Unsur kedua adalah menahan diri (self regulation), yang menunjukkan kemampuan mengontrol dirinya untuk tidak melakukan tindakan yang gegabah, terburu-buru atau dadakan (impulsif). Dia akan selalu hati-hati mengedepankan pertimbangan sebelum bertindak. Unsur kedua ini sangat dibutuhkan pemimpin untuk menciptakan kepercayaan dan keadilan serta untuk selalu siap menghadapi perubahan dalam persaingan sengit usaha dan munculnya ambiguitas.
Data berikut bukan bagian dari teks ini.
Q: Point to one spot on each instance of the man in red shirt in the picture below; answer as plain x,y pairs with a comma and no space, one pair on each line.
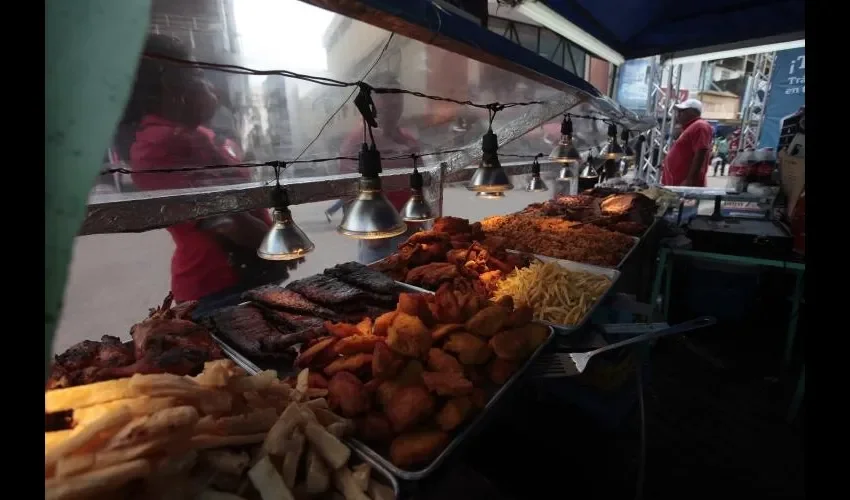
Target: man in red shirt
161,128
687,161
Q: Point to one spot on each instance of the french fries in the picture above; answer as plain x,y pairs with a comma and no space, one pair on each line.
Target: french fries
165,428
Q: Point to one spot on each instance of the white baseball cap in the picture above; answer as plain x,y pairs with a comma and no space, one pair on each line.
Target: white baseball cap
689,104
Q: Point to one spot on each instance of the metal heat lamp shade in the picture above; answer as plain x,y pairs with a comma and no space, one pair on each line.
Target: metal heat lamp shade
536,184
285,240
371,216
416,209
490,177
565,151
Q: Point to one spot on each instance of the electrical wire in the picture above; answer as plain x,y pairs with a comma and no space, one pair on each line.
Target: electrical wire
641,475
333,115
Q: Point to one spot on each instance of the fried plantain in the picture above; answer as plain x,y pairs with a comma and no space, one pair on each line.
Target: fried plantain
408,336
470,349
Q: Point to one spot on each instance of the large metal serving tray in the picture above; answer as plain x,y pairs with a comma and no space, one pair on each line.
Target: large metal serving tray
253,369
463,435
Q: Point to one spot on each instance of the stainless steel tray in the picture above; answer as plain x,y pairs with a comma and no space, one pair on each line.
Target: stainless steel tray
464,434
253,369
612,274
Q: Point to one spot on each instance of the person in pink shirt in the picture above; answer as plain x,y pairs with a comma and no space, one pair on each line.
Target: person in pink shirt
687,162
Terakhir adalah tenggang rasa (Empathy). Unsur ini merupakan kemampuan seseorang untuk mengerti lebih dalam dari perasaan orang lain atau bawahan. Tenggang rasa berarti pula keahlian memperlakukan orang lain termasuk di dalamnya reaksi perasaan mereka. Saat ini tenggang rasa dibutuhkan pemimpin mengingat tiga aspek krusial yaitu kebutuhan mendasar akan sebuah tim kerja dimana seorang pemimpin harus sadar dan mengerti akan perhatian masing-masing bawahannya. Kedua, menghadapi era globalisasi dalam hal memperlakukan karyawan dan konsumen manca negara. Dan terakhir, kepentingan untuk menahan kepindahan karyawan potensial.
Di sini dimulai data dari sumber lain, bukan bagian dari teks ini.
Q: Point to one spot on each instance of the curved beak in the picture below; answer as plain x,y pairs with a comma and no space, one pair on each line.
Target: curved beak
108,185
Pertanyaan selanjutnya, dapatkah kecerdasan emosional ini dipelajari? Menurut Steven Gutstein, psikolog sekaligus ahli Autis dari Houston (USA) menyebutkan bahwa kecerdasan emosional ini digunakan sebagai alat terapi bagi penderita autis. Jadi, apabila penderita autis dapat mempelajarinya maka setiap orangpun mampu melakukannya.
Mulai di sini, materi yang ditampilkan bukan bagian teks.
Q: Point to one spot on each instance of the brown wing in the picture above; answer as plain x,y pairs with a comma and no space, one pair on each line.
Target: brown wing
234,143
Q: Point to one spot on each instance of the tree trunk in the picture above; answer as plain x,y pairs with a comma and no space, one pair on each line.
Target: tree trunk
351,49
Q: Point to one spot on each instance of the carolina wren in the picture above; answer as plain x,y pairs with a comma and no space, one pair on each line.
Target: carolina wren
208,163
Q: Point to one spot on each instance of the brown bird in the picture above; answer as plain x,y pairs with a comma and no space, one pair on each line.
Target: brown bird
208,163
Dan kecerdasan emosional ini mempunyai keunikan tersendiri yaitu tidak dapat dipelajari hanya melalui seminar ataupun training satu-dua minggu saja. Hal ini karena kecerdasan emosional berada di neurotransmitter dari sistem Limbic otak kita. Latihan terbaik untuk Sistem Limbic diberikan melalui latihan yang kontinyu dalam waktu lama. Selain itu membutuhkan pula motivasi diri yang tinggi dan adanya umpan balik. Guna bahan umpan balik, dibutuhkan keberanian untuk membuka diri atas kritikan dari teman sejawat atau bahkan bawahan.

Akhir kata, Memang tidak mudah untuk mencetak seorang pemimpin yang ideal dan dibutuhkan pula proses waktu yang panjang serta komitmen tinggi untuk kita bisa mempelajari sebuah kecerdasan emosional. Namun demikian, memimpin dengan hati dalam kecerdasan emosional tinggi mempunyai manfaat ganda apabila kita mampu menerapkannya yaitu bagi diri pribadi maupun bagi Bank Mandiri tempat kita bekerja selama ini.